`trw.train.trainer`¶

Module Contents¶

Classes¶

Trainer

This is the main class to train a model

Functions¶

`postprocess_batch`(dataset_name, split_name, batch, callbacks_per_batch)	Post process a batch of data (e.g., this can be useful to add additional
`prepare_loss_terms`(outputs, batch, is_training)	Return the loss_terms for the given outputs
`create_losses_fn`(datasets, generic_loss)	Create a dictionary of loss functions for each of the dataset
`generic_aggregate_loss_terms`(loss_terms_history)	Aggregate the loss terms for all the internal_nodes of an epoch
`loss_term_cleanup`(loss_terms)	Perform cleanup on all the loss terms
`train_loop`(device, dataset_name, split_name, split, optimizer, model, loss_fn, history, callbacks_per_batch, callbacks_per_batch_loss_terms, apply_backward=True)	Run the train loop (i.e., the model parameters will be updated)
`eval_loop`(device, dataset_name, split_name, split, model, loss_fn, history, callbacks_per_batch=None, callbacks_per_batch_loss_terms=None)	Run the eval loop (i.e., the model parameters will NOT be updated)
`epoch_train_eval`(options, datasets, optimizers, model, losses, schedulers, history, callbacks_per_batch, callbacks_per_batch_loss_terms, run_eval, eval_loop_fn=eval_loop, train_loop_fn=train_loop)	Orchestrate the train and evaluation loops
`default_pre_training_callbacks`(logger=default_logger, with_lr_finder=False, with_export_augmentations=True)	Default callbacks to be performed before the fitting of the model
`default_per_epoch_callbacks`(logger=default_logger, with_worst_samples_by_epoch=True, with_activation_statistics=False, convolutional_kernel_export_frequency=None)	Default callbacks to be performed at the end of each epoch
`default_post_training_callbacks`(embedding_name='embedding', dataset_name=None, split_name=None, discard_train_error_export=False, export_errors=True, explain_decision=True)	Default callbacks to be performed after the model has been trained
`default_sum_all_losses`(dataset_name, batch, loss_terms)	Default loss is the sum of all loss terms
`trainer_callbacks_per_batch`(dataset_name, split_name, batch)	Postprocessing step to be run on the batches (e.g., if we have functors, run the functor and replace it)
`strip_unpickable`(outputs)	Remove the objects that cannot be pickled
`run_trainer_repeat`(trainer, options, inputs_fn, model_fn, optimizers_fn, losses_fn=default_sum_all_losses, loss_creator=create_losses_fn, run_prefix='default', eval_every_X_epoch=1, number_of_training_runs=10, post_init_fn=None)	Manages multiple run of a trainer for example to repeat the training and have an idea of the variance of a model

Attributes¶

`logger`
`default_logger`

trw.train.trainer.logger¶

trw.train.trainer.postprocess_batch(dataset_name, split_name, batch, callbacks_per_batch)¶

Post process a batch of data (e.g., this can be useful to add additional data to the current batch)

Parameters

dataset_name (str) – the name of the dataset the batch belongs to
split_name (str) – the name of the split the batch belongs to
batch – the current batch of data
callbacks_per_batch (list) – the callbacks to be executed for each batch.
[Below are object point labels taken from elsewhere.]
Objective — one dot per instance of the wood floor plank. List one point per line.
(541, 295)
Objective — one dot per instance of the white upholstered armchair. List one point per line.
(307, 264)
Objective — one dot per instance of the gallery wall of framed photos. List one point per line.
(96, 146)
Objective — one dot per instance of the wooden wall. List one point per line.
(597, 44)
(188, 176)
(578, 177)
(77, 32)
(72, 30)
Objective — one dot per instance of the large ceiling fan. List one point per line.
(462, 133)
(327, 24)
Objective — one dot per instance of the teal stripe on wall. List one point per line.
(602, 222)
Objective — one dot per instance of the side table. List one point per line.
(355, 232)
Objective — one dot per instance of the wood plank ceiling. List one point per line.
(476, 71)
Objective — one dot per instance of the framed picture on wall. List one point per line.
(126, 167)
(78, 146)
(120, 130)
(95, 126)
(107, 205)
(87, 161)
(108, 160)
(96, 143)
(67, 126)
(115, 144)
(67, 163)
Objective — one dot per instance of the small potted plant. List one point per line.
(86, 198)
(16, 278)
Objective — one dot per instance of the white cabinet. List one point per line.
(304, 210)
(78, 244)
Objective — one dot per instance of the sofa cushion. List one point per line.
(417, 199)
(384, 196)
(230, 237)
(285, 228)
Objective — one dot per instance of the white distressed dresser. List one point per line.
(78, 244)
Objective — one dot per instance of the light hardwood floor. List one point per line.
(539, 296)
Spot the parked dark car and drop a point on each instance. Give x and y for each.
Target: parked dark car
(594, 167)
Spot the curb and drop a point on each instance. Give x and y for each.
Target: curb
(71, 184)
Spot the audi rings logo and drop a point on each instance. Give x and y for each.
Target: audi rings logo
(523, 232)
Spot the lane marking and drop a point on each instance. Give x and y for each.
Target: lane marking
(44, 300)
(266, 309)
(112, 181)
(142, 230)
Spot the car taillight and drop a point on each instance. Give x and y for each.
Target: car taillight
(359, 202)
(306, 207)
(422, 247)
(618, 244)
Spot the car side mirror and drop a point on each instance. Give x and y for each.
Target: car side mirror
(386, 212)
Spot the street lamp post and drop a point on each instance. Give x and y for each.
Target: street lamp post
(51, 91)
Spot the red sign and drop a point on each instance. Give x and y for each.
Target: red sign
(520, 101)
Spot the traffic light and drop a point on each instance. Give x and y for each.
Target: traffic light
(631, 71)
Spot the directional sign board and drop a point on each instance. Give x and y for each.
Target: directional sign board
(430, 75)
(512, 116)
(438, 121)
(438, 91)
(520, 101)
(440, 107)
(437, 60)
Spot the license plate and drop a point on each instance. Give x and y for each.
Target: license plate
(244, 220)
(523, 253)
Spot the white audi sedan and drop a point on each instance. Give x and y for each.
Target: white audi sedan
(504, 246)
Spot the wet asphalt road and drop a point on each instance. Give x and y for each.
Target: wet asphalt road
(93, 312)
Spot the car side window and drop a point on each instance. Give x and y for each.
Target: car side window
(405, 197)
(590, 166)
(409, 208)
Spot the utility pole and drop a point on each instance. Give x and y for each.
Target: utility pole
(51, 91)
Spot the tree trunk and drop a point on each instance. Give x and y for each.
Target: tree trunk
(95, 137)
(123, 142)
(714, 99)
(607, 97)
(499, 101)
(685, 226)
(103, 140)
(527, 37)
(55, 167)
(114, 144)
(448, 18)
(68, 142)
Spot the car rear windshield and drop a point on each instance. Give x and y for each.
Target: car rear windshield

Each callback must be callable with (dataset_name, split_name, batch). if None, no callbacks

trw.train.trainer.prepare_loss_terms(outputs, batch, is_training)¶: Return the loss_terms for the given outputs

trw.train.trainer.create_losses_fn(datasets, generic_loss)¶

Create a dictionary of loss functions for each of the dataset

Parameters

datasets – the datasets
generic_loss – a loss function

Returns

A dictionary of losses for each of the dataset

trw.train.trainer.generic_aggregate_loss_terms(loss_terms_history)¶

Aggregate the loss terms for all the internal_nodes of an epoch

Parameters

loss_terms_history – a list of loss terms

Returns

a tuple output, history. output is maintained alive only during the current epoch.: history is kept in memory during the whole training

trw.train.trainer.loss_term_cleanup(loss_terms)¶

Perform cleanup on all the loss terms

Requires outputs.Output.output_ref_tag tag for each loss term, else no cleanup will be done for this loss term.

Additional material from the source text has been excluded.